Allison Krause, William Schroeder, Jeffrey Miller, Sandra Scheuer
The bombing of Cambodia was a squalid secret. It's architect was a Jewish emigre, Nixons's National Security advisor, Nobel Peace Prize Winner Henry Kissinger who, Christopher Hitchens, in his The Trial of Henry Kissinger, says is a war criminal... and not just for carpet bombing the Cambodians.
When knowledge of the bombing of Cambodia which had been secretly going on for months, if not years, became public it resulted in student protests in many places in the US. AS a result of riots which involved an attempt to burn down the Kent University State (Ohio) ROTC Building Governor James Rhodes sent in the National Guard.
On the 4th of May the Guard marched down a hill, they had removed identity tags and were unidentifiable wearing gas masks, to a field of angry, shouting, casually dressed young protestors and then back up again.

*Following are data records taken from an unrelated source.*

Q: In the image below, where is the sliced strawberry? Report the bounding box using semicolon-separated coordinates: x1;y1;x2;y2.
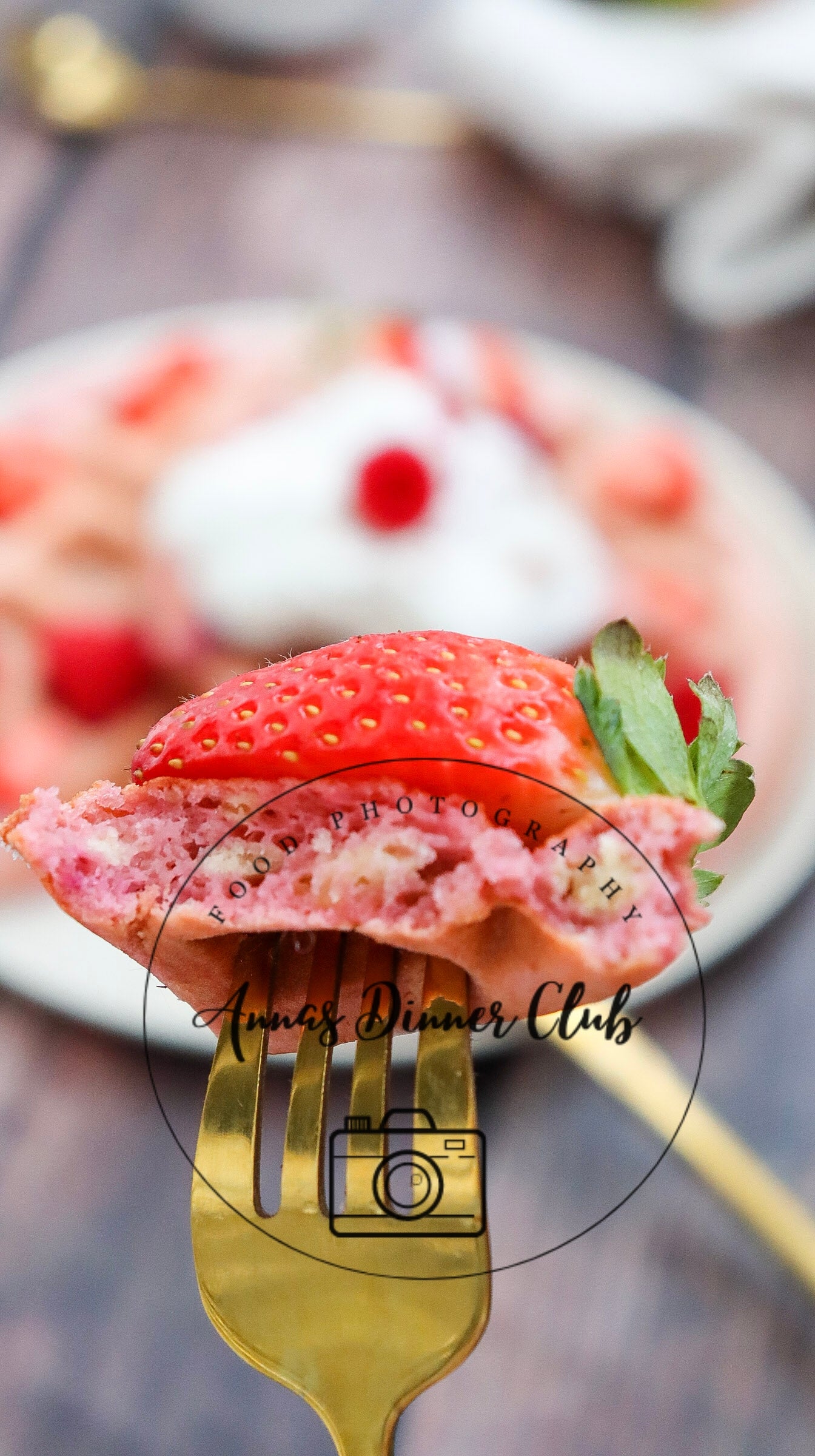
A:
42;623;152;722
110;343;214;428
132;632;614;827
371;319;422;370
0;436;65;524
592;426;702;521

As the group of guradsmen reached the buildings of the University the Guardsmen wheeled and fired into the students killing four and injuring another nine.13 seconds of indiscriminate gunfire (One Mississippi ... two Mississippi...) 67 shots in total 5 per second.

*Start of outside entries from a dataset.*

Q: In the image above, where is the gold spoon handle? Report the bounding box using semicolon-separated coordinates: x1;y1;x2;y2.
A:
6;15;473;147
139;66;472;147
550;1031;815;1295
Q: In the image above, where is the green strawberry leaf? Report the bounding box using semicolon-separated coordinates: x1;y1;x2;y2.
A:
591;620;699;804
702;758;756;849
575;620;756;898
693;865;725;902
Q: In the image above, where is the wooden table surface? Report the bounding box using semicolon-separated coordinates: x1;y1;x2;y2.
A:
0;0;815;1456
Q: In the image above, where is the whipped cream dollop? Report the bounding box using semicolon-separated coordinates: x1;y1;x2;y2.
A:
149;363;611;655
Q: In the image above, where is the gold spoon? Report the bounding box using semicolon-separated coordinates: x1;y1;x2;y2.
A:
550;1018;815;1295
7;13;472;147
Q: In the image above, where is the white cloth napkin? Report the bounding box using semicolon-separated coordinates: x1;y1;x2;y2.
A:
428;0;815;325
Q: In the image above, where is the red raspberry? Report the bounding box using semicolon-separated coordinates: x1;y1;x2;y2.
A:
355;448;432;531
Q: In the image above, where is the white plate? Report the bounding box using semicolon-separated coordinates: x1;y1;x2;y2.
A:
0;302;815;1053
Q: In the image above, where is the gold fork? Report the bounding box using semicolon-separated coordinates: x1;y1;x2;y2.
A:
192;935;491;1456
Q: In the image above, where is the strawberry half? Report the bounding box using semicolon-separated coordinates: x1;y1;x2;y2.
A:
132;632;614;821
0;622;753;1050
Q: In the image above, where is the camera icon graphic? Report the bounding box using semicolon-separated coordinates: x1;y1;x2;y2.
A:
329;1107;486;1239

Not known for many years there was there was also an undercover FBI informant, Terry Norman, carrying a gun on the field that day.
The Guardsmen were told the same night that they would never be prosecuted by the state of Ohio. They never were.
The Nixon administration stalled for years, "investigations" were announced and dried up, Nixons notorious White House tapes subsequently released show that Nixon thought demonstrators were bums, and asked the Secret Service to go beat them up, and apparently felt that the Kent State victims had it coming.
As did most of the country; William Gordon graduate of Kent in 1973 and of author of Four Dead in Ohio, called the killings "the most popular murders ever committed in the United States."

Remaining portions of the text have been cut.